1.1; 1.2. (Changed edition, Rev. N4).
1.3. Cylinders must be manufactured with normal and increased precision.
1.4.
Conventional precision cylinders are manufactured with a limited volume; cylinders of increased precision - by volume and outer diameter or by length and outer diameter. Maximum deviations should not exceed those indicated in the table. 2. Table 2
| Limit deviations | For standard precision cylinders | For high precision cylinders |
| By volume: | ||
| for small volume cylinders | +10% ‘ | . +5% |
| for medium volume cylinders | + 5% | +5% |
| By lenght: | ||
| for small volume cylinders | — | ´6 mm |
| for medium volume cylinders | — | ´15 mm |
| By outer diameter: | ||
| for carbon steel cylinders | — | ´1,5% |
| for alloy steel cylinders | — | ´2,0% |
Notes:
- 1. Maximum deviations in outer diameter for medium-volume cylinders made of carbon steel, which have been assigned the State Quality Mark, must not exceed ´1.0%.

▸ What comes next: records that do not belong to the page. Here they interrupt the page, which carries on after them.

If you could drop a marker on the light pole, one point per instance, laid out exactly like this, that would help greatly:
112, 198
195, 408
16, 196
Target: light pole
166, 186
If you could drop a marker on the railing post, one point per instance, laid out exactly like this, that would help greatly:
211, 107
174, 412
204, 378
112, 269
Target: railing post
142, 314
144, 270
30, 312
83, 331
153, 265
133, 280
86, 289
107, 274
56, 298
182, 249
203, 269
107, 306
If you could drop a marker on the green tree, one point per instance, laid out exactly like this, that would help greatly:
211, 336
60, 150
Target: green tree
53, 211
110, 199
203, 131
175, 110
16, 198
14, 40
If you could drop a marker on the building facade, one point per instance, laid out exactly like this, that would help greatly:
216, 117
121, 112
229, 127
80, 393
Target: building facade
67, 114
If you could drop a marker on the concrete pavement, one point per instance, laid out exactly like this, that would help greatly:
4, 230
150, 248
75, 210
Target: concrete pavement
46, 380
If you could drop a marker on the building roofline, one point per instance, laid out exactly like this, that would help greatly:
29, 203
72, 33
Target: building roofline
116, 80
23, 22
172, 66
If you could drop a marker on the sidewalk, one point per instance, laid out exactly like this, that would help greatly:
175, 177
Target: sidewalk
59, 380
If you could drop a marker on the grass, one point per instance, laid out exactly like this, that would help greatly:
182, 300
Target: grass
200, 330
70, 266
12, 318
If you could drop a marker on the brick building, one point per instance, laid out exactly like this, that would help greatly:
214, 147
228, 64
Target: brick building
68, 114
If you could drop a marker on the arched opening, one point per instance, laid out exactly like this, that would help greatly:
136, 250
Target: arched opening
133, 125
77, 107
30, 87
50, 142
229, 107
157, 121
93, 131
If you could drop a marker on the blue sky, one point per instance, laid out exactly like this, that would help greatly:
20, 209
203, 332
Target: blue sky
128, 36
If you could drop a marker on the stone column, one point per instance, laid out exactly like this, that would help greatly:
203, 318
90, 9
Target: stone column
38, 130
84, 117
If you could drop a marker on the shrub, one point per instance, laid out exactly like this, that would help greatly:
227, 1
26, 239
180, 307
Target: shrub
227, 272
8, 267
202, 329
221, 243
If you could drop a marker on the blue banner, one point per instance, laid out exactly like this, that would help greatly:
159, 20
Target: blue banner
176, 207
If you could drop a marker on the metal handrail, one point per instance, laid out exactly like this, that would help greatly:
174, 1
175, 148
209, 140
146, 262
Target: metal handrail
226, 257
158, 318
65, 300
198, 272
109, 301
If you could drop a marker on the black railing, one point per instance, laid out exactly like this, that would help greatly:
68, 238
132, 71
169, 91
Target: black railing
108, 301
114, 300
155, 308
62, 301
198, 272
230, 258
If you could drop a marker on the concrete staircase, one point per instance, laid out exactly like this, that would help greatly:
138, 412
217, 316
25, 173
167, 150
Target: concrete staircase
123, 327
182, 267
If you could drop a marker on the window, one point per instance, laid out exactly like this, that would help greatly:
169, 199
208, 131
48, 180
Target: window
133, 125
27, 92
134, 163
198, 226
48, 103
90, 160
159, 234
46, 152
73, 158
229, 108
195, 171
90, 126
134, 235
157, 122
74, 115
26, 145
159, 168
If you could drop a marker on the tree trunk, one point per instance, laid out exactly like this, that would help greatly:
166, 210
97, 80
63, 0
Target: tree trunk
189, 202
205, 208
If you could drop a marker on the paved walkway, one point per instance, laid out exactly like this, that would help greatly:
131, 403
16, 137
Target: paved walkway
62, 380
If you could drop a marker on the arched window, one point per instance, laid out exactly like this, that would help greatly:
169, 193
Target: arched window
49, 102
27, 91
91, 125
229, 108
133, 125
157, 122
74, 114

- 2. The curvature of medium-volume cylinders is no more than 0.5% of the length of the cylindrical part of the cylinder.

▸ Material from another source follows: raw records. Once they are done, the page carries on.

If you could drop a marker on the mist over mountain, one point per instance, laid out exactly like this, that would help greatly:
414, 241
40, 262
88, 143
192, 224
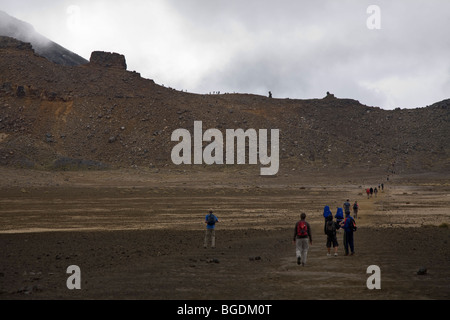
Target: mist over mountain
67, 115
23, 31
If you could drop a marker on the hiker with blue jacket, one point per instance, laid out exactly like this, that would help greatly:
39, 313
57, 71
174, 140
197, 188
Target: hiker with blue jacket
210, 221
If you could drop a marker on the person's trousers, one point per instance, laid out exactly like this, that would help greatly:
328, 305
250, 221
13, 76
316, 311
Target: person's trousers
348, 242
301, 248
210, 233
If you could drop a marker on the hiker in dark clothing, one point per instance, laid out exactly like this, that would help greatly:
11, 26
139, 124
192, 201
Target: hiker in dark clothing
347, 206
349, 227
330, 228
302, 233
355, 209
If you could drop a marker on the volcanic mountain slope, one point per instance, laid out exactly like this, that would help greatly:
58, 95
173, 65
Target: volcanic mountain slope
15, 28
100, 114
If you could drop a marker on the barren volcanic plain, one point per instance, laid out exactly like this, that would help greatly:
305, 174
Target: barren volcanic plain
87, 180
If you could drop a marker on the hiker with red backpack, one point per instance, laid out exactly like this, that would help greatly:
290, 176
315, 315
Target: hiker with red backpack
302, 239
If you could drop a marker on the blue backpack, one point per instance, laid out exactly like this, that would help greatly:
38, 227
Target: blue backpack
339, 214
326, 211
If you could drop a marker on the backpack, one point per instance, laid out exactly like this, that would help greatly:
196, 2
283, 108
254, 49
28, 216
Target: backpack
326, 211
302, 229
211, 220
353, 224
339, 214
330, 228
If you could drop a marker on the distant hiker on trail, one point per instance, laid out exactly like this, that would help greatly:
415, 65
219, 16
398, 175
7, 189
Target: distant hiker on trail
355, 209
326, 212
302, 234
210, 221
330, 228
347, 206
349, 226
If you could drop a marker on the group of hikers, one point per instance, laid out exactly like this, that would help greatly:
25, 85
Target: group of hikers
302, 233
374, 191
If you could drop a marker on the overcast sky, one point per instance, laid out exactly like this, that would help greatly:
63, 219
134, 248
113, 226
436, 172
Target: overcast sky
295, 49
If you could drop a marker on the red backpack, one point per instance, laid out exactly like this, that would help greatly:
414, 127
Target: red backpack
302, 229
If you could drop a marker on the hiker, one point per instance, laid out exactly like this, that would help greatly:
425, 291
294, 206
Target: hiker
355, 209
330, 228
326, 211
339, 215
347, 206
302, 234
210, 221
349, 226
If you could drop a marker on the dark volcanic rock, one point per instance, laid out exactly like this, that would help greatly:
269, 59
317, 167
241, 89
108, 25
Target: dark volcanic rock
107, 59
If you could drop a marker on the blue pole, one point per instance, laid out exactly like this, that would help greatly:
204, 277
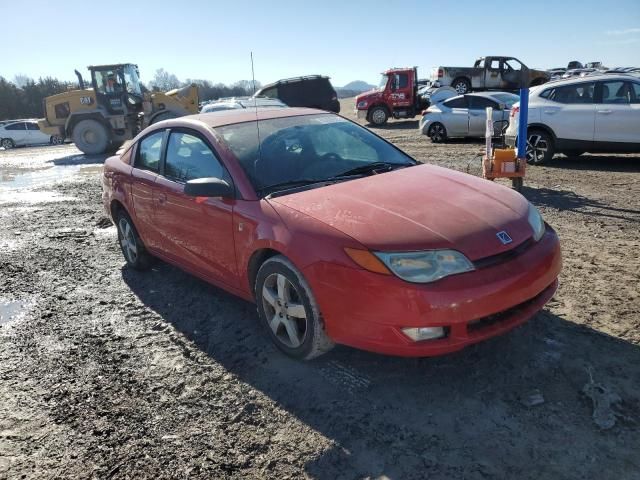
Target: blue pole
524, 120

(Changed edition, Amendment No. 1, 3).
1.5. At the customer's request, alloy steel cylinders can be manufactured with weight restrictions. In this case, the mass of the cylinders should not exceed by more than 10% the mass indicated in the table. 1. Examples of symbols:
cylinder with a volume of 4 liters for a pressure of 14.7 MPa (150 kgf/cm2), made of carbon steel, standard manufacturing precision, for air:
- Air cylinder 4-150U GOST 949-73
the same, from alloy steel, increased manufacturing precision, with volume limitation, without weight limitation, for nitrogen:
- Nitrogen cylinder 4p-150L GOST 949-73
the same, with normal manufacturing precision, with mass restrictions, for air:
- Air cylinder 4-150 L-M GOST 949-73
the same, with increased manufacturing accuracy in terms of volume, with mass restrictions, for medical oxygen:
- Cylinder for medical oxygen 4P-150L-M GOST 949-73
the same, increased manufacturing precision, cylinder body length 400 mm, with weight limitation, for nitrogen:
- Nitrogen cylinder 4-150L-400-M GOST 949-73
the same, short volume 2 liters for a pressure of 14.7 MPa (150 kgf/cm2), made of carbon steel, increased manufacturing precision with a length limitation, without a weight limitation, for air:
- Cylinder for. air K2-150U-330 GOST 949-78 (Changed edition, Amendment No. 4).